Rainwater recently founded WIFA after she spent years in the fitness industry, not always knowing where to find other industry women to connect with. While she could search through LinkedIn or attend other annual meetings looking for female colleagues, “having a hub that is a place where people are flocking toward and they’re naturally there, it eliminates the need to have to go searching for them,” she said.
In addition to making initial introductions between members, WIFA’s quarterly topics discussions will provide ongoing connectivity for them. These virtual meetings will be a space for discussion on women’s leadership issues, such as dress and unspoken expectations, group fitness pay, roles inside a club, mothers and careers, how to negotiate salary, and starting a business.
Due to the current lack of female leadership in the fitness industry, WIFA especially aims to raise women up to more senior positions, such as to the level of executive or board member. Rainwater explained that female participation in the fitness industry overall is higher than male participation, but men tend to open more fitness facilities and fill more key leadership roles.
“I don’t think the fitness industry is exclusive of that, but I do think there’s an opportunity to raise awareness around the skillsets that these young women can embark on and embody them,” she said.
To help women embrace their leadership potential, a mentorship pairing program will be a large aspect of WIFA membership.

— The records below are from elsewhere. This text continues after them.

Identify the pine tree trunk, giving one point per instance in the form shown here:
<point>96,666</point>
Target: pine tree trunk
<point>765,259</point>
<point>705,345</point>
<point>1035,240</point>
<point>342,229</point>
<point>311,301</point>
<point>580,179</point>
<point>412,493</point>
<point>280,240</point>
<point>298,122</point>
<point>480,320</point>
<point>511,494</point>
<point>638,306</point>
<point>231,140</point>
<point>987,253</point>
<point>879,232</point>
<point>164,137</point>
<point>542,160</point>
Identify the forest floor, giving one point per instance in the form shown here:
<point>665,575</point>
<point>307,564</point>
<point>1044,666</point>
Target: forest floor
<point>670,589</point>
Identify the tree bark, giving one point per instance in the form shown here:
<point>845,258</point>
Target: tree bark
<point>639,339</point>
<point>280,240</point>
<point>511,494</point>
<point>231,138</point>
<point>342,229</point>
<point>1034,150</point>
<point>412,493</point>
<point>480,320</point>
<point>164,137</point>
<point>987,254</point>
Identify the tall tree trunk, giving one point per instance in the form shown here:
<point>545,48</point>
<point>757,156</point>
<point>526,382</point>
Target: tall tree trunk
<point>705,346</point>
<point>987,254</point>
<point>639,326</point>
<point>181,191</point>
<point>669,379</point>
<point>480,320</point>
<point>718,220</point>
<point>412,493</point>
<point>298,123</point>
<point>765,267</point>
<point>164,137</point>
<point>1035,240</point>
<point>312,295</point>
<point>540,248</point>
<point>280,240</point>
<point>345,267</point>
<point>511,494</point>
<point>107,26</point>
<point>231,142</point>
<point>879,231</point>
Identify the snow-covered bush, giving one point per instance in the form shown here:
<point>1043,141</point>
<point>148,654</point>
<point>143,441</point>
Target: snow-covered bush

It will give women with more advanced careers a chance to impart their wisdom, as well as help young women grow as they point out blind spots or areas for improvement and make important introductions.

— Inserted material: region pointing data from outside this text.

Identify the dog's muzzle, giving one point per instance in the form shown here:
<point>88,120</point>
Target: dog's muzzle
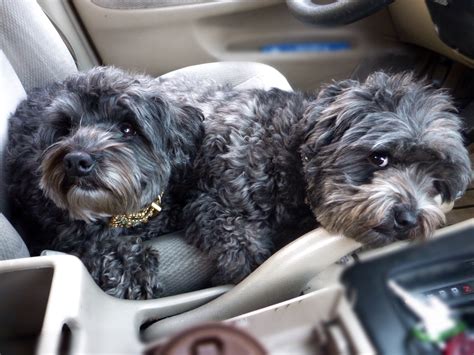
<point>78,164</point>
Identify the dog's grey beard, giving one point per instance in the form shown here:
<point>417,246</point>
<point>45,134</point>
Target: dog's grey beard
<point>362,212</point>
<point>115,184</point>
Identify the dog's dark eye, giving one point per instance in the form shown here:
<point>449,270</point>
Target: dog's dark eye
<point>379,159</point>
<point>127,129</point>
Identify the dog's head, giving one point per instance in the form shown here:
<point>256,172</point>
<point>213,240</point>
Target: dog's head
<point>111,143</point>
<point>380,158</point>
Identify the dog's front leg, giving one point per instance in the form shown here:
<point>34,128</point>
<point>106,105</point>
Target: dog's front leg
<point>237,243</point>
<point>123,266</point>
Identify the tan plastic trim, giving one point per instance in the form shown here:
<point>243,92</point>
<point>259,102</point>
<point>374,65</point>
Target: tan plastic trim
<point>280,278</point>
<point>160,40</point>
<point>99,323</point>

“If we can have a community of people that that’s just baked into the culture of what we do—we mentor and mentee people to help them succeed beyond what they see they’re capable at this point—I see that as a way of accelerating leadership specifically for females in a place where maybe there hasn’t been much,” Rainwater said.
While WIFA will also offer in-person meetings, webinars, and networking opportunities, other benefits will give members opportunities to develop or practice new leadership skills. For example, at the virtual meetings, women can practice public speaking and share new ideas—opportunities they may not have in their usual work environment.
“As a professional in the industry and with relationships with many outstanding women who are serving and making a larger and positive impact, I realized the need to create a platform to discuss issues, initiatives, and what matters to women from our perspective,” Rainwater said in a press release. “The vision of our association is that every woman can find her place, make huge contributions, and rise to her fullest potential!”